The agency issued two Warning Letters to the generics drug maker yesterday and issued an Import Alert to detain at the US border any drugs manufactured at Ranbaxy’s Dewas and Paonta Sahib facilities. This is the second time in less than three years that the FDA has issued a Warning Letter to Ranbaxy.

The Warning Letters identify the agency’s concern about deficiencies and deviations from US current Good Manufacturing Practice requirements at the two Indian plants. The extent and nature of the violations led to the issuing of the Import Alert, the FDA said in a statement.

“These actions are proactive measures that the FDA is taking in order to assure that all drugs that reach the American public are manufactured according to cGMP requirements. While this action does not involve removing products from the market, FDA has no evidence to date that Ranbaxy has shipped defective products. We will continue to monitor the situation,” the agency said.

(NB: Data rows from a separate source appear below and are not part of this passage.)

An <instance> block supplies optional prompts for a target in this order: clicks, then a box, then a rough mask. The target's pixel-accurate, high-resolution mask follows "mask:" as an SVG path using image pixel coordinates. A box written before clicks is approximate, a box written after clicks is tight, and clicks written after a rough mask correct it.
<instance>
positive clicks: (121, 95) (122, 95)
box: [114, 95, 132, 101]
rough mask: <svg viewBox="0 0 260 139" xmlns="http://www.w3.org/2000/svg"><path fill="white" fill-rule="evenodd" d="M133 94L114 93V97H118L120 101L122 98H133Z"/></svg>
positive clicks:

According to the FDA investigations of the Dewas facility, there were problems regarding inadequate prevention of the potential for cross-contamination of drugs, inadequate batch production and control records, inadequate failure investigations, and inadequate sterile processing operations.

Investigations at the Paonta Sahib facility found lack of controls to follow cGMP, inaccurate written records of the cleaning and use of major equipment, incomplete batch production and control records, and inadequate procedures for the review and approval of production and control records for drug products.

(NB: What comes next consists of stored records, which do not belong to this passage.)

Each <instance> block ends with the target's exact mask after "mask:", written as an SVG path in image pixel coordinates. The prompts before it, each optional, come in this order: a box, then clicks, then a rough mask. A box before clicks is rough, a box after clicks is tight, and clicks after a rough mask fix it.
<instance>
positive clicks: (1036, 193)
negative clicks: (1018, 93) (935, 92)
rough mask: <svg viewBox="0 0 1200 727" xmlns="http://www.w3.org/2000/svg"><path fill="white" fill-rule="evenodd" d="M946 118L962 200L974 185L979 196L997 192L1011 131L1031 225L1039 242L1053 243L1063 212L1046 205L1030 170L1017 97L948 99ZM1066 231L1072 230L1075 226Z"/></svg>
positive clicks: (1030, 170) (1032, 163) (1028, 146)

Ranbaxy responded to the FDA’s findings but the agency concluded the firm’s responses were not adequate thereby requiring the Warning Letters.

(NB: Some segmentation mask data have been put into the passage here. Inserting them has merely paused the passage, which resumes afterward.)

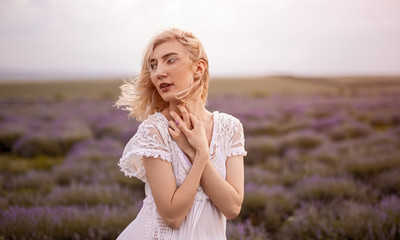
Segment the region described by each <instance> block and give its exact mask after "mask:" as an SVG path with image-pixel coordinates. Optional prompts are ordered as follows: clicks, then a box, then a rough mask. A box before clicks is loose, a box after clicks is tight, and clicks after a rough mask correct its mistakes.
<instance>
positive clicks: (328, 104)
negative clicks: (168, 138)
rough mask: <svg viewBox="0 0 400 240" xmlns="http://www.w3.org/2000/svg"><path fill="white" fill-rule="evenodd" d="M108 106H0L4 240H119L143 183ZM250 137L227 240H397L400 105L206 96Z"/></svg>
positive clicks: (87, 104)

Ranbaxy, one of the largest foreign suppliers of generics to the US, received a further hit yesterday after also being informed by the FDA that until it resolved the deficiencies at the two facilities, no New Drug Applications or Abbreviated New Drug Applications will be approved should they list that either of the affected plants will manufacture the active pharmaceutical ingredient or the finished drug product.

The announcements do not impact products from Ranbaxy’s other plants, which currently meet cGMP requirements.

Dr Janet Woodcock, Director of the FDA’s Centre for Drug Evaluation and Research said: “With this action we are sending a clear signal that drug products intended for use by American consumers must meet our standards of safety and quality.”

In response, Ranbaxy released a statement saying: “Ranbaxy is very disappointed in the action FDA has taken today. The company has responded to each concern FDA has raised during the past two years and had thought that progress was being made. We are, however, pleased that FDA’s testing and review led the agency to conclude that there is no reason to question the safety and effectiveness of Ranbaxy’s drugs.”

The company said it had not had a chance to review the concerns listed in the Warning Letters, but once reviewed “the company looks forward to continuing to cooperate with FDA to resolve the remaining issues.”

The FDA has evaluated whether the actions would create drug shortages in the US and has determined other suppliers can meet the demand. However, shipments of the antiviral Ganciclovir oral capsules will not be detained as Ranbaxy is the sole supplier to the US. Plans will be arranged for additional oversight and controls until the company resolves the manufacturing issues.